Problems: can easily be under-powered (ideally you have 100.000s participants) , ridden with statistical artifacts (monitoring and censoring effects in the intervention group etc.), lack of information about dosing/adherence, not accounting for important confounders
3. Lifespan studies in rodents or monkeys.
Mice (and monkeys) are not Men. But evolutionary they are fairly close – compared to c.elegans. If you have an intervention, that prolongs life in mice – or even better monkeys – it’s at least indicative that it might work in other mammals.
Problems: bad animal husbandry can distort the effect of interventions - unusually short lived or metabolically deranged controls are a sign for that. The mice model might be a heavily in-bread or genetically modified disease-model (which makes it hard to understand the relevance for “normal” humans). The study might be just under-powered or lack a control group.
These 3 – in descending order – are what I would consider necessary evidence to at least consider an intervention as a possible strategy. You still have to spend a lot of thought on something, if the only data supporting improved mortality is coming from mice (is the dosing really translatable to humans? Etc.)
The following evidence is more problematic. It can serve as support for data uncovered in 1.-3. or help to explain the mechanisms of action. But in and by itself it is in my eyes not a justification to do an intervention. Or vice-versa it cannot counter-proof positive results from 1.-3. :
4. case-control studies in humans
5. case-studies in humans and anecdotal evidence
6. studies in primitive organisms (flies, c.elegans, yeast cells)
7. ex-vivo and tissue studies
8. in-vitro studies
Especially 8. - in-vitro studies – are often over-interpreted.

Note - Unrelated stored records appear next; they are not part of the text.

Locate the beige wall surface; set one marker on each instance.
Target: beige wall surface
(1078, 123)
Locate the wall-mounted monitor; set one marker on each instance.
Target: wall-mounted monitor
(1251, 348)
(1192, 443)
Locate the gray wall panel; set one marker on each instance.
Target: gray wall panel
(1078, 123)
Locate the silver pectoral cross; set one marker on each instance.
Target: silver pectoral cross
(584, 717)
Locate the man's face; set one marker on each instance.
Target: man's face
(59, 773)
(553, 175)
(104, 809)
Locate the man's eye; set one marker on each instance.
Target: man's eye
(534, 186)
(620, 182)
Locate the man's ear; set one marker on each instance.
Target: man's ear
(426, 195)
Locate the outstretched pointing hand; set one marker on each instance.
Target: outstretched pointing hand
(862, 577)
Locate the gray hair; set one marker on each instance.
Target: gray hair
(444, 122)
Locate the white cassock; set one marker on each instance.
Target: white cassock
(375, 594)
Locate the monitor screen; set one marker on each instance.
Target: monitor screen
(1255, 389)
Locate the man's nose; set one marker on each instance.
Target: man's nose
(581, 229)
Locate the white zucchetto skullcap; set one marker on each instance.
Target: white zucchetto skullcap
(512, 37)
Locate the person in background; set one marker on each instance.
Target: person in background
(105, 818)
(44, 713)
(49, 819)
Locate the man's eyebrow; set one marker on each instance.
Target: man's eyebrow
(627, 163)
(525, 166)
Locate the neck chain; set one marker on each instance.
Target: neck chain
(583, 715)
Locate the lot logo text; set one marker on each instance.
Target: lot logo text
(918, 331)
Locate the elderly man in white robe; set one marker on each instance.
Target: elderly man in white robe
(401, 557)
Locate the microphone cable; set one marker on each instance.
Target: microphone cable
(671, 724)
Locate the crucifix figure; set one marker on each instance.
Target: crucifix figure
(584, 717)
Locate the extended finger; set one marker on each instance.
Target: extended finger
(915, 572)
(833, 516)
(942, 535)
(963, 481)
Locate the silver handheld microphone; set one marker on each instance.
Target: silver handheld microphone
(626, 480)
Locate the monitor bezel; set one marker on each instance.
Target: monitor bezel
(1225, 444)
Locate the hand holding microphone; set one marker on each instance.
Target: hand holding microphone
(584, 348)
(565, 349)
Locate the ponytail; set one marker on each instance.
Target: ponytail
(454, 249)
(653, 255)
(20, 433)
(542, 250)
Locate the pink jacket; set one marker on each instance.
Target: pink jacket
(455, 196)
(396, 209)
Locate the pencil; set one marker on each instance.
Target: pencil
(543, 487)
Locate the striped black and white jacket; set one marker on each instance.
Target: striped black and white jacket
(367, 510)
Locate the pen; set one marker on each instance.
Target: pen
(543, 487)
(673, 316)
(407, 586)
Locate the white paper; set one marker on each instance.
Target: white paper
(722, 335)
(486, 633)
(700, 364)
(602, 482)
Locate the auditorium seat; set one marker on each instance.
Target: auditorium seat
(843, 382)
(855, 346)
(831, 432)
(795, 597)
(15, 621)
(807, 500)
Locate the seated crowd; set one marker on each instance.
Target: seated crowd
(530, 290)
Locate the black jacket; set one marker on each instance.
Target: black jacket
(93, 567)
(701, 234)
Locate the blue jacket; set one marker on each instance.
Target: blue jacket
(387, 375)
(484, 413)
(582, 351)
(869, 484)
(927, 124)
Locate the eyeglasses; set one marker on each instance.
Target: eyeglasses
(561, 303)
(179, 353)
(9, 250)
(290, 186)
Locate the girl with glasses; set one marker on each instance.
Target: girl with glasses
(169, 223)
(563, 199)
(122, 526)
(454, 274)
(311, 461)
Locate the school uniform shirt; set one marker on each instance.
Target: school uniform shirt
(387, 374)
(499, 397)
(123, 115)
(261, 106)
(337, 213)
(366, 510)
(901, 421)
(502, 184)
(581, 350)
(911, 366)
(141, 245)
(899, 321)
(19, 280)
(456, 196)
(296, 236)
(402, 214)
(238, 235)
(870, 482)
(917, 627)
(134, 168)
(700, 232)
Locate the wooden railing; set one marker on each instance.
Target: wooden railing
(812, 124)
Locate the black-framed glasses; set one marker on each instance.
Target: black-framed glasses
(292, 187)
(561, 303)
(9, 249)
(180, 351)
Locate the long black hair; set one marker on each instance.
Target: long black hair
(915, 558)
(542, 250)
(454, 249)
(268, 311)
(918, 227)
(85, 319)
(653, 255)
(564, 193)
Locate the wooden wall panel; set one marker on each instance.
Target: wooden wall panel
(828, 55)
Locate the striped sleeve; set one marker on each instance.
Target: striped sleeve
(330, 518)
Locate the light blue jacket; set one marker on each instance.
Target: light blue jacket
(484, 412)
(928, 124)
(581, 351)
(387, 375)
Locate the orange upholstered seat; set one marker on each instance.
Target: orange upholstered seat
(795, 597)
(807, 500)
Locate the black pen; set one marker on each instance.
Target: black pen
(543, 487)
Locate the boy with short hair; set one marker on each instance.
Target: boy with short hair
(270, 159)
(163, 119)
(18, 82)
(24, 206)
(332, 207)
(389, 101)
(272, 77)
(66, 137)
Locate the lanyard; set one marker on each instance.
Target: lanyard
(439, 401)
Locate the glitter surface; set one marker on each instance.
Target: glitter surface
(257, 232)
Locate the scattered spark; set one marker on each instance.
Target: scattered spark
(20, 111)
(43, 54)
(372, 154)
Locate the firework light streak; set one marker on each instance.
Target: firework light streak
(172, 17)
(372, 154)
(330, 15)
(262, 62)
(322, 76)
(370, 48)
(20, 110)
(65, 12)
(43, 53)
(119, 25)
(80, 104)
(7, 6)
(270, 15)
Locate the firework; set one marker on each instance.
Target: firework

Generally their only use in my opinion is for analyzing the mechanisms of action for certain interventions to better understand their application. You might find an interesting bio-marker or intra-cellular process that can help to judge the dosing of a substance found in 1.-3. But it is unsettling that frequently authors are giving a call-for-action entirely based on an in-vitro result (despite a dosing which literally is 1000 times the human dosing and no knowledge of metabolic interactions in living animals). They are easy and cheap to do – so you sometimes find dozends of in-vitro study for every in-vivo study on pubmed. But they are really the weakest evidence you can look for to judge an intervention for its results.
I’d like to hear if you follow this reasoning so far about the quality and validity of scientific evidence.
Edited by Guest, 19 October 2020 - 02:20 PM.